С этим камином у меня была особенно тесная дружба, так как он к тому же был поверенным одной моей тайны. Сбоку у самого пола я заметил, что одна изразцовая плита камина прилегает неплотно, и, попытавшись отделить ее, обнаружил тайник. Из этого тайника я извлек два старинных пистолета с длинными иссиня-черными стальными дулами и красивыми узорчатыми рукоятками, отделанными черненым серебром. Один пистолет был капсюльный, с помощью которого можно было стрелять пистонами или капсюлями, другой — с кремневым запалом. Эти пистолеты, без сомнения, принадлежали в прошлом какому-нибудь рыцарю, и, засунув их за пояс, легко было вообразить себя самым настоящим средневековым рыцарем или запорожским казаком.
Мы с братом решили взять эти пистолеты себе в качестве военных трофеев, поскольку они были брошены бежавшим с поля боя беляком-генералом. Обычно мы прятали их в обнаруженном мной тайнике и играли ими, когда никто из старших не видел. Ведь родители ни за что не позволили бы нам взять чужие вещи.

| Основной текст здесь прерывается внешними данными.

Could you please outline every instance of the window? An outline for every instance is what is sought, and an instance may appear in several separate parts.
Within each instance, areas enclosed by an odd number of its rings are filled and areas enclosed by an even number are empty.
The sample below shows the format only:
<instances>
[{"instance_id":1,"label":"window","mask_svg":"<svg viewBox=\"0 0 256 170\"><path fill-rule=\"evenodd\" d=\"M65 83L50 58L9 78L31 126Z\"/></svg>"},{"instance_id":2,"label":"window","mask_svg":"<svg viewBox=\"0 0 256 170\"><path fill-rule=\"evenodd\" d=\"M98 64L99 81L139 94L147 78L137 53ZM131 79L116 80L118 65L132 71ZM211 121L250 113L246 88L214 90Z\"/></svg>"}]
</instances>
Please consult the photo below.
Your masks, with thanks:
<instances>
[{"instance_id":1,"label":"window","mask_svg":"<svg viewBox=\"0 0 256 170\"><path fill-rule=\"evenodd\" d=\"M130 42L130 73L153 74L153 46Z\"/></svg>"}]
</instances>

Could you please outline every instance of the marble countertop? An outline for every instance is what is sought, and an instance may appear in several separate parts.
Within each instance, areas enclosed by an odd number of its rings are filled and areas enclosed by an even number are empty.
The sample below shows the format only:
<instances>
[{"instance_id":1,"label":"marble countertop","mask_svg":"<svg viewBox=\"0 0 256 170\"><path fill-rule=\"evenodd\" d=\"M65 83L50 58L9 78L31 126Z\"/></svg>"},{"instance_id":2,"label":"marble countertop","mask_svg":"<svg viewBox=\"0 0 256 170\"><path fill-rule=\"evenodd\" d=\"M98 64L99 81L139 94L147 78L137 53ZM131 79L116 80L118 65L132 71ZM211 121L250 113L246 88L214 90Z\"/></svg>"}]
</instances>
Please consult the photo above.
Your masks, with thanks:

Пистолеты эти годились не только для игры в войну, но и для театральных представлений. Комната с камином превращалась тогда в зрительный зал и в сцену одновременно, а члены “разбойничьей” шайки — в обычных миролюбивых зрителей, за исключением тех, которые назначались мною в актеры. Впрочем, много актеров не требовалось, так как все основные роли исполнял я сам, не говоря уж о том, что режиссура тоже лежала на моих плечах. Большим успехом, помнится, пользовалось представление “Тарас Бульба”, в котором Тарас Бульба — а его роль играл, конечно же, я — затевал разговор в оскорбительном тоне со своим сыном Остапом (“А поворотись-ка, сын! Экой ты смешной какой!”), после чего между ними начиналась, к великой радости зрителей, кулачная драка. После же примирения с Остапом, которое наступало, если драка не заходила слишком далеко, следовала расправа с изменившим своей родине и переметнувшимся в католическую веру Андрием.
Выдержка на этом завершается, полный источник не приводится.